Kommunale Verpackungssteuern erfassen lediglich 0,7 Prozent des gesamten Verpackungsverbrauchs in Deutschland. Das ist das zentrale Ergebnis einer neuen Studie der GVM Gesellschaft für Verpackungsmarktforschung und des ifeu – Instituts für Energie- und Umweltforschung Heidelberg. Die Untersuchung bewertet erstmals umfassend die ökologischen und ökonomischen Folgen dieser Steuer.

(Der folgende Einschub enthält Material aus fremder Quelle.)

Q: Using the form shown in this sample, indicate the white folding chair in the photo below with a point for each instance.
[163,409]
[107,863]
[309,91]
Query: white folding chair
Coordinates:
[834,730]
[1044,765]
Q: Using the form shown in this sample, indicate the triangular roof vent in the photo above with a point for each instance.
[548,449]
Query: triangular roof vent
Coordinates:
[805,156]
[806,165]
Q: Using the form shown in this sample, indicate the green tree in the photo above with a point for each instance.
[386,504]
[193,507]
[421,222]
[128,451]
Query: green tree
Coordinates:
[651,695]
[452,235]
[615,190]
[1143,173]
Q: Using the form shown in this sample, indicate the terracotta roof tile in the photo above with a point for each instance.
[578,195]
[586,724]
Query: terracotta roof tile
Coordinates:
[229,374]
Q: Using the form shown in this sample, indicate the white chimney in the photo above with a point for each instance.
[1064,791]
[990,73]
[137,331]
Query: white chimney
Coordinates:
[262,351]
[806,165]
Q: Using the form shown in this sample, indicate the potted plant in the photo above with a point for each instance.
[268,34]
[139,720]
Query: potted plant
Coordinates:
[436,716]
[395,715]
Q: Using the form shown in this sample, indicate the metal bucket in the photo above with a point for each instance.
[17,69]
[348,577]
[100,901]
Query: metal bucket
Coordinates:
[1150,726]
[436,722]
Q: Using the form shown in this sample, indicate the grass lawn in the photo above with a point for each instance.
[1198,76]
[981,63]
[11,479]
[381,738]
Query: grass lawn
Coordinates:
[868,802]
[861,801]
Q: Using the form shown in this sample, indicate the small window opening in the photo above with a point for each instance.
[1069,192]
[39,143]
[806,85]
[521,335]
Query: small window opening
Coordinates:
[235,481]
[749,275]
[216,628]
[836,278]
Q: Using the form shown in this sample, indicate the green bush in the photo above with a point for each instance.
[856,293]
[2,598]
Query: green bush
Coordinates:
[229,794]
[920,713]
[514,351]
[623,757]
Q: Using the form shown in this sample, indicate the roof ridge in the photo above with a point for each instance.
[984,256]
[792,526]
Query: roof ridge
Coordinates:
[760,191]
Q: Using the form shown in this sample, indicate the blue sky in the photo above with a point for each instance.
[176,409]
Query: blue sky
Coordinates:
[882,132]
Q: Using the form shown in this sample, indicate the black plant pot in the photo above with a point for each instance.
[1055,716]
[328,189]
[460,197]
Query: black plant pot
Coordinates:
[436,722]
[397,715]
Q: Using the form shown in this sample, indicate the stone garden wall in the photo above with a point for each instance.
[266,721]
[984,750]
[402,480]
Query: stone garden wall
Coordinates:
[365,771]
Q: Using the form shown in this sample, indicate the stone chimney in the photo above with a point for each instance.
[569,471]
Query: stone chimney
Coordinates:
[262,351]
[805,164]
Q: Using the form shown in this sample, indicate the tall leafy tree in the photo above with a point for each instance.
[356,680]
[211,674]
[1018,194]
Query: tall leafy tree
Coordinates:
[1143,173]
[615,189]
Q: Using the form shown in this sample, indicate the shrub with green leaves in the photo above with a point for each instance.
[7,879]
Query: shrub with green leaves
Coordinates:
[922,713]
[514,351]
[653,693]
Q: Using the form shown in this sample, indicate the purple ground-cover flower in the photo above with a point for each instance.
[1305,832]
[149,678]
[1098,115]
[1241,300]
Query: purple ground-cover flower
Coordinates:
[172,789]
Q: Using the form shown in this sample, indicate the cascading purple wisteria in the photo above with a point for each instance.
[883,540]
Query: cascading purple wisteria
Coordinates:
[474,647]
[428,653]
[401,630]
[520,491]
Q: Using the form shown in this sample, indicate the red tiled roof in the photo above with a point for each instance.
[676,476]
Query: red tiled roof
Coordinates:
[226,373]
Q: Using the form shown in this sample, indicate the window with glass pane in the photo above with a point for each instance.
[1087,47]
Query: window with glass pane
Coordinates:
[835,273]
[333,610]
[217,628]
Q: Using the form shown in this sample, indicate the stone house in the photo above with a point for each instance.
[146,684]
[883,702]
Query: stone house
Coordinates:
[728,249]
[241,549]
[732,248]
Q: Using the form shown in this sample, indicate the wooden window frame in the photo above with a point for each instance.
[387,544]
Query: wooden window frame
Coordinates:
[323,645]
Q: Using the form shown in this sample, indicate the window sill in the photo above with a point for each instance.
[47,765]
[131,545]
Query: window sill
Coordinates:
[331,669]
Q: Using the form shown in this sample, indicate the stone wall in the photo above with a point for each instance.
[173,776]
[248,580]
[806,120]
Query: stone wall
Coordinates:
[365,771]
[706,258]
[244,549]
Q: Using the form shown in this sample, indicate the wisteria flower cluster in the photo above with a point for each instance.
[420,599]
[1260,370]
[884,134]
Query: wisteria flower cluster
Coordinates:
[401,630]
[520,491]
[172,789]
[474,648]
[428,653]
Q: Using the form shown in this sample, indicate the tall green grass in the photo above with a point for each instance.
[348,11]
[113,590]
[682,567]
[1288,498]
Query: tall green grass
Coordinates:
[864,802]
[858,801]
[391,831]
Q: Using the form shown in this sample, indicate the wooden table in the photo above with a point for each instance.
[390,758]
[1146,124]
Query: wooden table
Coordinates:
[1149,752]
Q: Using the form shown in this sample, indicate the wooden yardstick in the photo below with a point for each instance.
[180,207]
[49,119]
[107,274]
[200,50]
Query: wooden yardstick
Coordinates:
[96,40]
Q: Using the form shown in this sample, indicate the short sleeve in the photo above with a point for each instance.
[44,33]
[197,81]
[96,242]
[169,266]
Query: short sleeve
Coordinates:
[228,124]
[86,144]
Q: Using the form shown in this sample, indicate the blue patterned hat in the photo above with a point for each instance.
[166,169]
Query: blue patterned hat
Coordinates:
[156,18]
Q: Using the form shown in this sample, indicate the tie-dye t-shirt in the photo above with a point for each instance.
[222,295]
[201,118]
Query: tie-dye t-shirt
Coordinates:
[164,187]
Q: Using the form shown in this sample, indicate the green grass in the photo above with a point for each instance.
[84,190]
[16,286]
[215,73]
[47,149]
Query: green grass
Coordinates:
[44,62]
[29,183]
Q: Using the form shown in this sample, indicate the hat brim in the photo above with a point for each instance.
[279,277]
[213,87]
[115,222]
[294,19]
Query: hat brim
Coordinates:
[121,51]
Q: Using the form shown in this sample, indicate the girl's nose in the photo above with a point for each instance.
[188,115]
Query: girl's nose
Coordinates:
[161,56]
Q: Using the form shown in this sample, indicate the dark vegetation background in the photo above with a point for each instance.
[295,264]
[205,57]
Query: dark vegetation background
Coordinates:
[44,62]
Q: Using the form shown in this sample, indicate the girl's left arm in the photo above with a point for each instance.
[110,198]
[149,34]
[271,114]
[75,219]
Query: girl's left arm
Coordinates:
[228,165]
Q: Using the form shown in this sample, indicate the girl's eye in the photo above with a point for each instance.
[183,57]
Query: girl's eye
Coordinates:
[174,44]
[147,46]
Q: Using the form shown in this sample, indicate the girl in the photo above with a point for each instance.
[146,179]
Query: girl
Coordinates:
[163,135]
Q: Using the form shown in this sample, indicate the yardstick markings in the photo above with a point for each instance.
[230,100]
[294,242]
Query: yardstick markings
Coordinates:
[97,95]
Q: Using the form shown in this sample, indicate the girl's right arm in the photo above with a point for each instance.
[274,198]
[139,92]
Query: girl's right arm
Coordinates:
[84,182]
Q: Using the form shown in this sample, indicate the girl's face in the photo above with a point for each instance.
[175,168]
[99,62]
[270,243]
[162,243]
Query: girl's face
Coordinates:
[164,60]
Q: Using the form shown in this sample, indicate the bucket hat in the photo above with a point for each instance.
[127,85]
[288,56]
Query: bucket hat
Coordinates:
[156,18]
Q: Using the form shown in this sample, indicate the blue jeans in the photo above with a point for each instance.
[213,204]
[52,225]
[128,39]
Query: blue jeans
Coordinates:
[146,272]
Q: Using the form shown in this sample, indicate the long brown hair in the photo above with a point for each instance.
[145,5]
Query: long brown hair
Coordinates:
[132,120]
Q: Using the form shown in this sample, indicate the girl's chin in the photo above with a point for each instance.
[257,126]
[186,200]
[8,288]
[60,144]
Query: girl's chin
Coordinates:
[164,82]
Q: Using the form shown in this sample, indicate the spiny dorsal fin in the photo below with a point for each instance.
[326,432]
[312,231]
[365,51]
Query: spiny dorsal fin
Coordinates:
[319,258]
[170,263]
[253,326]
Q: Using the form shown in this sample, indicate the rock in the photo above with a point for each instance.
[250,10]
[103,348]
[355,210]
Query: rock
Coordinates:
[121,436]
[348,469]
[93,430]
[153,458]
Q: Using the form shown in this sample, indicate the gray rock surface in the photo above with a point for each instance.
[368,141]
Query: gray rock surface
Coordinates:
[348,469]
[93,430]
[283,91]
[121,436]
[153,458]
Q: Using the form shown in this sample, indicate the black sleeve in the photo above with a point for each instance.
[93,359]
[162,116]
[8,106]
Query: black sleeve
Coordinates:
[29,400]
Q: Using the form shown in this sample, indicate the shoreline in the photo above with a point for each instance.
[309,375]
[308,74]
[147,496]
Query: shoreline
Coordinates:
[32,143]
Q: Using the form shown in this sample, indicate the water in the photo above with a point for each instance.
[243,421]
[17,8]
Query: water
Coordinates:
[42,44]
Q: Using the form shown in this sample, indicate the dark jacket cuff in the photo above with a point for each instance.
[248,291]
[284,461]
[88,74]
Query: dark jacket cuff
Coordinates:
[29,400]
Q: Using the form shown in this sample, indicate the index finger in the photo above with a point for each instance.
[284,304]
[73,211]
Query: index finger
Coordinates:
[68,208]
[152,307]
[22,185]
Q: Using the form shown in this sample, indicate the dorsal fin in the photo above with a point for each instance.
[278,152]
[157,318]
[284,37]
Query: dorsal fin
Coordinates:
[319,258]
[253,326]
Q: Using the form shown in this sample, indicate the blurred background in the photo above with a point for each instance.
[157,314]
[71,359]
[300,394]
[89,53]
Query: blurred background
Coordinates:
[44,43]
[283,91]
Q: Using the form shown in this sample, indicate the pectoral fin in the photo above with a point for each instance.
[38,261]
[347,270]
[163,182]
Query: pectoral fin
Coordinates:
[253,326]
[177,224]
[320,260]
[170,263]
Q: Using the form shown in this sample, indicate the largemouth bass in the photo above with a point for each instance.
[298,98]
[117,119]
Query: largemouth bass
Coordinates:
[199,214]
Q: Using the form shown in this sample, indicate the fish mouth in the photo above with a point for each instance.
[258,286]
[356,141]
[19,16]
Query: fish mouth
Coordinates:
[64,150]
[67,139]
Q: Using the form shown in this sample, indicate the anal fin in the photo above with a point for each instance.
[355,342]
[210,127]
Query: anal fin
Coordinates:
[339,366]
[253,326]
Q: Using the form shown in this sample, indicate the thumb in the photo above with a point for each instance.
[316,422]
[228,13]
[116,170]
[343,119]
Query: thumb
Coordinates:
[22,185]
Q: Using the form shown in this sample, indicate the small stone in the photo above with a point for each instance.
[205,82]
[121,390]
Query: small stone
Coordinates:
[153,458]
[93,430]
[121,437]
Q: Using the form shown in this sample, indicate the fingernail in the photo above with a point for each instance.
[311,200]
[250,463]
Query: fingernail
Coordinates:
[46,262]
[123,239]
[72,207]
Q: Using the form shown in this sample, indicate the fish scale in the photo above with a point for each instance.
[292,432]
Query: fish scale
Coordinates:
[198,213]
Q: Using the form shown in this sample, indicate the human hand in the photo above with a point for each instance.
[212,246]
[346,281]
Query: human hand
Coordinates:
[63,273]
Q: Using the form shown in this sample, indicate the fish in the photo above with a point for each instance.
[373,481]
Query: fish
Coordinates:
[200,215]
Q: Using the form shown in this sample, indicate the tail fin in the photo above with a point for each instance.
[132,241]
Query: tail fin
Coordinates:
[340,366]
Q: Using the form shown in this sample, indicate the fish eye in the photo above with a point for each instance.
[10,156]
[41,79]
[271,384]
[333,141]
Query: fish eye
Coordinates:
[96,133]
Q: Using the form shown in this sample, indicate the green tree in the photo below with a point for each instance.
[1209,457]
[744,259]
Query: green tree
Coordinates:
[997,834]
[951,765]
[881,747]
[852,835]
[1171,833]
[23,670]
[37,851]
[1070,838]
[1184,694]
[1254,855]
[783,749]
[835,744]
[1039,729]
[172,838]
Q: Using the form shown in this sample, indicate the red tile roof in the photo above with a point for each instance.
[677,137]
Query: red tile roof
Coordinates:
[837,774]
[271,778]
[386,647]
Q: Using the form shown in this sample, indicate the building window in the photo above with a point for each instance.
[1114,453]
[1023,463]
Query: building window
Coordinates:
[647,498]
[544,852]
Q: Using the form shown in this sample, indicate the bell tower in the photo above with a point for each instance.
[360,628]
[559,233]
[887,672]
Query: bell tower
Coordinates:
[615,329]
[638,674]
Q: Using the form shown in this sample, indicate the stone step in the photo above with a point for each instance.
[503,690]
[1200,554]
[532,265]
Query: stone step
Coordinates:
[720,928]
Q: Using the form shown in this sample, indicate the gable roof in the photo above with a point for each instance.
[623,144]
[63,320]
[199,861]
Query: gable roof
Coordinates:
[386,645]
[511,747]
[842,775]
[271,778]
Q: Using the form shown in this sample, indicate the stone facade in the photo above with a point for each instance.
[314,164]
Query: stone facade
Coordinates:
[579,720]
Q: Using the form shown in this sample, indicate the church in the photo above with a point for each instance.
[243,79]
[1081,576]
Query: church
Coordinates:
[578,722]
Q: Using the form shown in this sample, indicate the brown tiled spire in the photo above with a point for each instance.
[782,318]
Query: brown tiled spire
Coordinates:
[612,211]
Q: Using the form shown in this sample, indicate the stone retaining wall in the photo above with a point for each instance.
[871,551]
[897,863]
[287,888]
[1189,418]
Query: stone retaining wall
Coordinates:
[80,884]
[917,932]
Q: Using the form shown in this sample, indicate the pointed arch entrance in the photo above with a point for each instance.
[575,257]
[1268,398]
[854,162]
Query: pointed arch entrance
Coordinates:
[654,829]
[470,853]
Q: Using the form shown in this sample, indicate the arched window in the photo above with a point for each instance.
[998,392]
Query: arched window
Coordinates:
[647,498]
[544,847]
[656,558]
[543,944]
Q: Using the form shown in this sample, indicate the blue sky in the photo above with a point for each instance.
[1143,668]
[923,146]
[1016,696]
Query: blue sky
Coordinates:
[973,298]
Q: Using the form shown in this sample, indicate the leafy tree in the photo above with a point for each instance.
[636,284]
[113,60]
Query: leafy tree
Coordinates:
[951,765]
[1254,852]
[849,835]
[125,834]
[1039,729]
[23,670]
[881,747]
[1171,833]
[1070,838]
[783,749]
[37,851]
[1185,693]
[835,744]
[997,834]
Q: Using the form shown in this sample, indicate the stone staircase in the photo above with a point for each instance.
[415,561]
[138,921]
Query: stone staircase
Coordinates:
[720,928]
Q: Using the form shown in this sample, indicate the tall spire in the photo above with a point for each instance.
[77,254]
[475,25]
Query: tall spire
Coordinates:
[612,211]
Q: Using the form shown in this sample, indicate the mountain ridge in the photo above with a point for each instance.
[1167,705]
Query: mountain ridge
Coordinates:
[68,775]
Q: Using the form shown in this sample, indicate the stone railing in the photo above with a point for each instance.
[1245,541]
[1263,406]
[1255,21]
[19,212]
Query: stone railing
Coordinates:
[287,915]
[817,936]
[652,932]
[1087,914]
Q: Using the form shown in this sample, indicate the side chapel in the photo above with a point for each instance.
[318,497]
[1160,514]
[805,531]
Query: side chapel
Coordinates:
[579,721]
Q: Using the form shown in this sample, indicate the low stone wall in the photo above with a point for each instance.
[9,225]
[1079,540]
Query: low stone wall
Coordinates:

Selbst bei einer bundesweiten Hochrechnung würde das gesamte Verpackungsaufkommen in Deutschland durch die Steuer lediglich um 0,04 Prozent sinken. Die deutschen Treibhausgasemissionen würden um gerade einmal 0,0013 Prozent reduziert. Der ökologische Gesamtnutzen bleibt damit nach Einschätzung der Auftraggeber begrenzt.
 

Erhebliche wirtschaftliche Belastungen

Dem steht ein beträchtlicher wirtschaftlicher Aufwand gegenüber. Für Kommunen entstehen Verwaltungskosten in Höhe von rund 10 bis 15 Prozent des Steueraufkommens. Betriebe müssen zusätzliche Dokumentationspflichten erfüllen, Kassensysteme anpassen und Mitarbeitende schulen.
 

Besonders ins Gewicht fällt die finanzielle Belastung auf Unternehmensseite: Nach den Berechnungen der Studie würde sich die Abgabenbelastung auf betroffene Verpackungen von derzeit rund 0,1 Milliarden Euro auf 4,1 Milliarden Euro erhöhen. Für einzelne Verpackungen steigt die Belastung um das 20- bis 30-Fache. Die Studie geht davon aus, dass diese Mehrkosten langfristig überwiegend an die Verbraucherinnen und Verbraucher weitergegeben werden – in Form höherer Preise. Besonders betroffen sind Haushalte mit geringeren Einkommen.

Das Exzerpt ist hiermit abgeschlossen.